The standard statistical penalty involves accounting for the expanded number of outcomes with a procedure called correcting (or adjusting) for multiple comparisons (or analyses). In such circumstances, statistical formulae can be used to tighten the criteria for what should be considered statistically significant results–that is, results that are very unlikely to have occurred by chance.

The CODES protocol made no mention of correcting for this large number of analyses, or comparisons. The CODES statistical analysis plan included the following, under the heading of “method for handling multiple comparisons: ‘There is only a single primary outcome, and no formal adjustment of p values for multiple testing will be applied. However, care should be taken when interpreting the numerous secondary outcomes.

In other words, the investigators decided not to perform a routine statistical test despite their broad range of secondary outcomes. It is fair to call this a questionable choice, or at least one that departs from the approach advocated by many trial design experts and statisticians, such as Professor Stark, my Berkeley colleague. A self-admonition to take care “when interpreting the numerous secondary outcomes” is not an appropriate substitute for an acceptable statistical strategy to address the potpourri of included measures.
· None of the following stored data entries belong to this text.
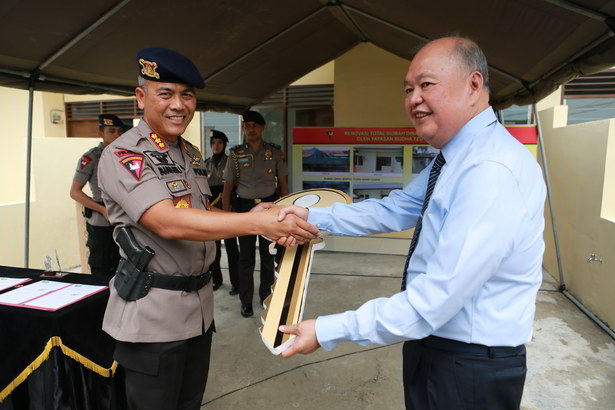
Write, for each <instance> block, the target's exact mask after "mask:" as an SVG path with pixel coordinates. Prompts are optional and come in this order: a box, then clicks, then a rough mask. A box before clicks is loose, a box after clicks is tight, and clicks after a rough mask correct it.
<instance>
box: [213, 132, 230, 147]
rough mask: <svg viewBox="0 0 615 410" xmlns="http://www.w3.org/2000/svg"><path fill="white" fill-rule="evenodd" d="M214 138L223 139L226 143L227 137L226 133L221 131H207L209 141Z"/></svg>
mask: <svg viewBox="0 0 615 410" xmlns="http://www.w3.org/2000/svg"><path fill="white" fill-rule="evenodd" d="M214 138H217V139H219V140H222V141H224V144H228V138H227V137H226V134H225V133H223V132H222V131H217V130H211V131H210V132H209V139H210V143H211V142H213V141H212V140H213V139H214Z"/></svg>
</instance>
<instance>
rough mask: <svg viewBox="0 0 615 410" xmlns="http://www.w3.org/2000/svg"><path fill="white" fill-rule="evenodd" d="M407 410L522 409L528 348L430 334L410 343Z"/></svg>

Despite this lapse, it appears that someone–perhaps a peer-reviewer?–questioned the decision to completely omit this statistical step. A paragraph buried deep in the paper mentions the results after correcting for multiple comparisons, with no further comment on the implications. Of the nine secondary outcomes initially found to be statistically significant, only five survived this more stringent analysis: longest period of seizure-free days in the last six months, work and social adjustment, self-rated overall improvement, clinician-rated overall improvement, and treatment satisfaction.

Let’s be clear: These are pretty meager findings, especially since they are self-reported measures in an open-label trial. For example, it is understandable and even expected that those who received CBT would report more “treatment satisfaction” than those who did not receive it. It is also understandable that a participant who received a treatment and the clinician who treated that participant would be more likely to rate the participant’s health as improved than when compared to the SMC group. And a course of CBT could well help individuals with medical problems adjust to their troubling condition in work and social situations.

“None of this means that the core condition itself has been treated–especially since those who did not receive CBT had better results for the primary outcome of seizure reduction at 12 months.”


Even as they present all of their additional analyses, the CODES investigators are ignoring the admonition they themselves included in their protocol—that “care should be taken when interpreting the numerous secondary outcomes.” As this latest paper shows, they have taken zero such care. The new paper doesn’t even mention that only five of the secondary outcomes were statistically significant after adjustment for multiple comparisons—a telling omission. The whole thing reads like a desperate attempt to portray their intervention as having had some meaningful effect. The CODES data tell a different story.